La crisis económica de 2008 dejó huellas dramáticas en la vida de muchos ciudadanos, coincidiendo con las dificultades económicas del Estado para mantener los niveles de solidaridad. De acuerdo con el programa que ha obtenido la confianza del Parlamento, el Gobierno de Sánchez prestará atención preferente a esos ciudadanos a los que la recesión privó de sus hogares, de sus empleos, de la posibilidad de ofrecer una vida digna a sus hijos y, más aún, de la certeza de que, para la Constitución de 1978, la condición de ciudadano y de compatriota significa más que agitar banderas y reverenciar mitos históricos. Precisamente porque acierta al establecer la corrección de la desigualdad como prioridad, es importante que el nuevo Gobierno tome en consideración el impacto presupuestario de las medidas que adopte, así como los instrumentos para financiarlas, evitando una desproporción incontrolable entre gastos e ingresos. Una reforma fiscal que haga viables los objetivos sociales fijados respetando los compromisos europeos adquiridos exige más que subir selectivamente dos impuestos. De la misma forma que el resto de las reformas económicas recogidas en el pacto entre el Partido Socialista y Unidas Podemos, desde las referidas a la transición ecológica hasta las que conciernen al futuro de las pensiones, el salario mínimo o la reforma laboral, podrían quedar comprometidas si se anteponen los efectos propagandísticos a la solvencia técnica.

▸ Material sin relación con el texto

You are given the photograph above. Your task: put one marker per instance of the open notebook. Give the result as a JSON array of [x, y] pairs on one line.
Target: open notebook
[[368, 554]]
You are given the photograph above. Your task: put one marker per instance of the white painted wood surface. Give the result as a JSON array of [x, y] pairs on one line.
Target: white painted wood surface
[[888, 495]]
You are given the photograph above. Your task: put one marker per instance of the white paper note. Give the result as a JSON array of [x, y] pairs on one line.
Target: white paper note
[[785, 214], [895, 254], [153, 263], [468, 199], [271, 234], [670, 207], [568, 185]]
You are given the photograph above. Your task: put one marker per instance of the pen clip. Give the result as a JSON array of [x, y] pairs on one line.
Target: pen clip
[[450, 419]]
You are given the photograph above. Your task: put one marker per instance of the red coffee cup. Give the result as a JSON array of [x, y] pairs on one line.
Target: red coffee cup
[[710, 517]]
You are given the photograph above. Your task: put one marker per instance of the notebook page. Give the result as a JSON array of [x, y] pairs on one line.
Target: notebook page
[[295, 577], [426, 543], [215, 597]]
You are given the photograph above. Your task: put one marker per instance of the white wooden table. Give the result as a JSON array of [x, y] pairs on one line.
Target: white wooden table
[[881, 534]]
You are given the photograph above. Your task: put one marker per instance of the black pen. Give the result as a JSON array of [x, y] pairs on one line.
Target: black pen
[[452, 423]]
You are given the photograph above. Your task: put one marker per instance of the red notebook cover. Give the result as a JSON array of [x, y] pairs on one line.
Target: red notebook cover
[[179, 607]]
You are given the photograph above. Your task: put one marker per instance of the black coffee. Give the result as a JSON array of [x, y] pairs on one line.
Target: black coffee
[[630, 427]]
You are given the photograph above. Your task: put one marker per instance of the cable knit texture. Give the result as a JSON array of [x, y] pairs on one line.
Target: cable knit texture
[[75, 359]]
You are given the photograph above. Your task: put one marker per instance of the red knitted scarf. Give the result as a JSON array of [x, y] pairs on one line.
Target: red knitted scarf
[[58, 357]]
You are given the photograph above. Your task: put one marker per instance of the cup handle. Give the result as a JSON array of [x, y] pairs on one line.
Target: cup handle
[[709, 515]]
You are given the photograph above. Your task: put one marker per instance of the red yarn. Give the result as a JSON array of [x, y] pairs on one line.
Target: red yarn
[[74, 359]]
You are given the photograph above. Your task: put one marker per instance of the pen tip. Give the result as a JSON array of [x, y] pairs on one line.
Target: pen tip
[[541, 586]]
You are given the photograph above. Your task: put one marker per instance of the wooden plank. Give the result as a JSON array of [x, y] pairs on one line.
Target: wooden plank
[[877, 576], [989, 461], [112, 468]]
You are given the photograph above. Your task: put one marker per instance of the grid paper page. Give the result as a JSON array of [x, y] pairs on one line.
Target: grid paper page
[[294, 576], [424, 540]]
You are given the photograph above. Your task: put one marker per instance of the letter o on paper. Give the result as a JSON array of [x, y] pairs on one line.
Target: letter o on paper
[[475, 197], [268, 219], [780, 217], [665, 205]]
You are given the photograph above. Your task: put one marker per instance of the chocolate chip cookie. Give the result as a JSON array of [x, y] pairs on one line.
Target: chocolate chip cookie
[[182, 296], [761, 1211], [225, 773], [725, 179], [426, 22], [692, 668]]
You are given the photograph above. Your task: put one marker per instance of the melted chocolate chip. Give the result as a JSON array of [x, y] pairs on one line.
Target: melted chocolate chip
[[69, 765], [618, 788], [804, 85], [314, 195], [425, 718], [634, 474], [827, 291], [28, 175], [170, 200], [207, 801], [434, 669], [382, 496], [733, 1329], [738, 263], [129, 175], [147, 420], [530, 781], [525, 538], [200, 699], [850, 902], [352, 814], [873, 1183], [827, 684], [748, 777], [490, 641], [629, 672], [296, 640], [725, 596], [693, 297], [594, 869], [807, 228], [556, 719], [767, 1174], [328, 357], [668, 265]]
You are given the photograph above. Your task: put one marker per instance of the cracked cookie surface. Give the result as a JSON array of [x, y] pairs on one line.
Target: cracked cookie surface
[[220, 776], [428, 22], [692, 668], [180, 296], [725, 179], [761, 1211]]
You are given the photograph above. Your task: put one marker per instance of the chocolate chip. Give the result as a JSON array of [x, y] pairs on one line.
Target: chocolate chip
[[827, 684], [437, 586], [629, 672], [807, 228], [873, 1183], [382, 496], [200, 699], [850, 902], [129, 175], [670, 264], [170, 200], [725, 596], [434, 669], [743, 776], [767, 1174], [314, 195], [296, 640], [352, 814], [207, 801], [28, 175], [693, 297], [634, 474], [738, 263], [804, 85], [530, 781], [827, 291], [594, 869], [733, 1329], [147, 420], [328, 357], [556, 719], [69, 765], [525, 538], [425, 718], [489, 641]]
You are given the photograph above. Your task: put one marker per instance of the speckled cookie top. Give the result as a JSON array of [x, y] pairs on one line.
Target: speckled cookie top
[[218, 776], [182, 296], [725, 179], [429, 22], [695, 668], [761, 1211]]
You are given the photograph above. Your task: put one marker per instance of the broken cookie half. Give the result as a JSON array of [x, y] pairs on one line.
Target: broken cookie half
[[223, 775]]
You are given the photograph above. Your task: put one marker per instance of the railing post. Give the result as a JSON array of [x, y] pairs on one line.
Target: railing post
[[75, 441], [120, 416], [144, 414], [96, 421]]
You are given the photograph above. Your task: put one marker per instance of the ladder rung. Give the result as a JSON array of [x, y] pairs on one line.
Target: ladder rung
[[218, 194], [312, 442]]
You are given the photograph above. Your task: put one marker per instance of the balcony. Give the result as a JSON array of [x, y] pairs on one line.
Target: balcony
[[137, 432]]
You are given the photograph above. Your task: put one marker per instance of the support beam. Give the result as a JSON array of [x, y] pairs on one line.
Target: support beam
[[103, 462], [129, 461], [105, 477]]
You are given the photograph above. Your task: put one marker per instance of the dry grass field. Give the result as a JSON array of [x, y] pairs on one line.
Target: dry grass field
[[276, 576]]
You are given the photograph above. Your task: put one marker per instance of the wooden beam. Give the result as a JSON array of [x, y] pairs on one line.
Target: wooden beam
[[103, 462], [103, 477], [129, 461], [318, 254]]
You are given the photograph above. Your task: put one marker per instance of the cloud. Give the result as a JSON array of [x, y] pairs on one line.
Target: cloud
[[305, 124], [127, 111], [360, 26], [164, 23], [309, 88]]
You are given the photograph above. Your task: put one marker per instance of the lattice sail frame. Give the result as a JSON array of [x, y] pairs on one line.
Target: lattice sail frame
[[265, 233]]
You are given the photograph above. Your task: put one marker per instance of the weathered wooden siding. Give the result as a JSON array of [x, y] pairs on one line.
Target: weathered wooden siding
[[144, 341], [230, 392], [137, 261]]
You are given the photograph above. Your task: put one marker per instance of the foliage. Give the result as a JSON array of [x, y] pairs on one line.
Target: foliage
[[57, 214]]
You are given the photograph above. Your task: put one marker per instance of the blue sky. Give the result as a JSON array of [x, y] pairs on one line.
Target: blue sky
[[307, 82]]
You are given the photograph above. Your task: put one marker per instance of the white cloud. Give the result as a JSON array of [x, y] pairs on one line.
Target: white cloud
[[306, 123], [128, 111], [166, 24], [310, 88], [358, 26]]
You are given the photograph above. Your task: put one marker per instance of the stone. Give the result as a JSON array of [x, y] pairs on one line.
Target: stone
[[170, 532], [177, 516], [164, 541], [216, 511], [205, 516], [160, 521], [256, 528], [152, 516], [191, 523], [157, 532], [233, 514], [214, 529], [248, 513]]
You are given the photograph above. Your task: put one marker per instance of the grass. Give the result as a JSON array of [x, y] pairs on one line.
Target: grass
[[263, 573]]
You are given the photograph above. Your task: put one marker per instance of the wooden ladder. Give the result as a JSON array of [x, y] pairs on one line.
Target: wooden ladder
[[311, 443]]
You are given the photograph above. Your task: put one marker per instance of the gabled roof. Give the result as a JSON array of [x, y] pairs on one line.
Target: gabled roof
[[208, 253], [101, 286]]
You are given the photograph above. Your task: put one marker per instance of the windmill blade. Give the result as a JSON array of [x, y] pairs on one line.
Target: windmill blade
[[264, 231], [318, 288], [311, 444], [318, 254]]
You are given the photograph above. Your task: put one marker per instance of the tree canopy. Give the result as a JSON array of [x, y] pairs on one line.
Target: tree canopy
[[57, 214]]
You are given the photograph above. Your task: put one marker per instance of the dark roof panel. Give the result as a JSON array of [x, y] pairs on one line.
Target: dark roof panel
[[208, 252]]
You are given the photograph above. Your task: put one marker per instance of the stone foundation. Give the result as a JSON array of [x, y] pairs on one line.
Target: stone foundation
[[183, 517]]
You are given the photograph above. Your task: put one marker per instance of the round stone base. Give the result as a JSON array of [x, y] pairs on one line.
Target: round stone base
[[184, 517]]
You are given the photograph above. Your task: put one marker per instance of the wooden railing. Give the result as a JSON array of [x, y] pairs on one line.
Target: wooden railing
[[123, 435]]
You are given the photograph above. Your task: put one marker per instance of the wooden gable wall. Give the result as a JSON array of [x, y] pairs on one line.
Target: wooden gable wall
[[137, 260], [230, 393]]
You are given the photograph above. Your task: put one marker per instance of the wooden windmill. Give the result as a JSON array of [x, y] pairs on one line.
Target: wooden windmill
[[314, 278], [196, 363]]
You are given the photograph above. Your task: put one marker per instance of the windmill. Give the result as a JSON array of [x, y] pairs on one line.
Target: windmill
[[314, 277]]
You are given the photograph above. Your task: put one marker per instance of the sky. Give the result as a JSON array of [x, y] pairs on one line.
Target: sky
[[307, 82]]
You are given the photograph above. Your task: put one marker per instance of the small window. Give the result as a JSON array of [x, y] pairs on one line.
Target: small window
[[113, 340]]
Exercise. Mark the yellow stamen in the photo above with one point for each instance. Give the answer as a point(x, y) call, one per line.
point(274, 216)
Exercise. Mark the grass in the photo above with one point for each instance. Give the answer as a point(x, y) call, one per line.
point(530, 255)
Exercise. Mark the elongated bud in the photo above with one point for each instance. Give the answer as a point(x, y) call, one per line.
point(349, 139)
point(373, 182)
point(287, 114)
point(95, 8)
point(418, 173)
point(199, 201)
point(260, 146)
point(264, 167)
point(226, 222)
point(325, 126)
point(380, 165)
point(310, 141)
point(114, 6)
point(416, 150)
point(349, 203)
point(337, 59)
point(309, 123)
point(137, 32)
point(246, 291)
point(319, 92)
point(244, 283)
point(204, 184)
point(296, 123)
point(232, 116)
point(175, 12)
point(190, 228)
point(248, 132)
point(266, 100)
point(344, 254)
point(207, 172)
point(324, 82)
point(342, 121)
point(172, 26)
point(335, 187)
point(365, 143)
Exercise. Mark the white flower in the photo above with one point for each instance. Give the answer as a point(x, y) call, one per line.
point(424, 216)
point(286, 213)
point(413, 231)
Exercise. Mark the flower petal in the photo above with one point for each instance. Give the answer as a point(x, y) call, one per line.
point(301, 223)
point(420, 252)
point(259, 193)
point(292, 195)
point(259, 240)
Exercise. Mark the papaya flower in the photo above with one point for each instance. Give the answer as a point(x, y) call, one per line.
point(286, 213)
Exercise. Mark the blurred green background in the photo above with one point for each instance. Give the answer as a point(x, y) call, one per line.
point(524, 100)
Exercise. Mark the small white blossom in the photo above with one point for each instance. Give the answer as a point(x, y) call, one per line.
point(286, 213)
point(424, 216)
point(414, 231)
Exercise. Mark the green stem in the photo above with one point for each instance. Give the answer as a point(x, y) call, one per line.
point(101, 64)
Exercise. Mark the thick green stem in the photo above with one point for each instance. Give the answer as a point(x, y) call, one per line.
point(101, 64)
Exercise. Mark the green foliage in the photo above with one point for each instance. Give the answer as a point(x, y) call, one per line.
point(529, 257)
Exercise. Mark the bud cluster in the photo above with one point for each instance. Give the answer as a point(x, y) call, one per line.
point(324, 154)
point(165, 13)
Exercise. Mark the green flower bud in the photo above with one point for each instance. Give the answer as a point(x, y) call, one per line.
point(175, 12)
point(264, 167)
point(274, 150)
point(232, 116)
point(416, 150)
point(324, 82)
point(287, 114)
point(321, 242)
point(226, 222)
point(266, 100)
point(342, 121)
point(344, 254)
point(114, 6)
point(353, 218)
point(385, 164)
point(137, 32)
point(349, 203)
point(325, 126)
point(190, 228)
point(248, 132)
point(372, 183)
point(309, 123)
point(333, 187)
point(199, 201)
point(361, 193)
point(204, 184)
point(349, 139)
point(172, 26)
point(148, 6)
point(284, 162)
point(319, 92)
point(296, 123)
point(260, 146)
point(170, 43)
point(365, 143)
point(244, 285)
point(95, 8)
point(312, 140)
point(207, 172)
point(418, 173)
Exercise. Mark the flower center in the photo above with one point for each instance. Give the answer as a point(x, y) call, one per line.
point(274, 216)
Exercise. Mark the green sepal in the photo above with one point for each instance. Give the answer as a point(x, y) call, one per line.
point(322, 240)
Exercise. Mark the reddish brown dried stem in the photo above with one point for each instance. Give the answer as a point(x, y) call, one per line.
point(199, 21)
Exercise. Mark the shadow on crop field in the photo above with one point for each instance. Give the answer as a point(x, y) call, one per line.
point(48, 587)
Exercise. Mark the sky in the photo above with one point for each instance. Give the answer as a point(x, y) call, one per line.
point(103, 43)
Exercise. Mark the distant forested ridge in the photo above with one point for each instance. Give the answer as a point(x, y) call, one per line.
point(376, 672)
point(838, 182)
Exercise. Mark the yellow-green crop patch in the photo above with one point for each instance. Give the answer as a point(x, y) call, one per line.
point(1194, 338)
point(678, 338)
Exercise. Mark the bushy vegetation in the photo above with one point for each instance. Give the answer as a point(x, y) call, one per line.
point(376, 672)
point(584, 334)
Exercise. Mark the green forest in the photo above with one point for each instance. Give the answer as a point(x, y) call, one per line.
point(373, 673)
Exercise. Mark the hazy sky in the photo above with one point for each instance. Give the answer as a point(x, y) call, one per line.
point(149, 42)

La abstención de Esquerra Republicana ha sido decisiva para que la investidura de Pedro Sánchez pudiese prosperar, bajo el compromiso de abordar la crisis territorial en Cataluña dentro de la Constitución. Pese a todo, los portavoces de ERC no renunciaron a compatibilizar en el debate elementos de distensión con signos de desprecio hacia el acto en el que estaban participando. Esta doble cara dice menos de la fuerza de ERC en el Congreso que de su debilidad en Cataluña, y no porque sea todavía incierto el desenlace de la lucha electoral por la hegemonía dentro del campo independentista, en la que parece llevar la delantera. Los líderes republicanos que han apoyado pactar con el Partido Socialista lo han hecho porque saben que tarde o temprano el independentismo tendrá que responder ante sus electores de haber emprendido un camino que, como el de la unilateralidad y las vías de hecho, está condenado al fracaso, y que solo ofrece avanzar en círculos para disimular la inmovilidad. La transparencia en las negociaciones es, en cualquier caso, inexcusable, como también el respeto a las instituciones, comenzando por la figura del jefe del Estado.

Las dificultades para ejercer el poder por parte de un Gobierno en minoría como el que presidirá Pedro Sánchez no le eximen de ejercer la autoridad, evitando adoptar a solas decisiones que requieran el concurso de la oposición y haciéndole pagar el coste político por faltar a los más elementales deberes de Estado, si llegara el caso. Lejos de debilitar a Pedro Sánchez y a su nuevo Gobierno, esa contención institucional podría traducirse en la fuerza política que la aritmética parlamentaria les ha negado.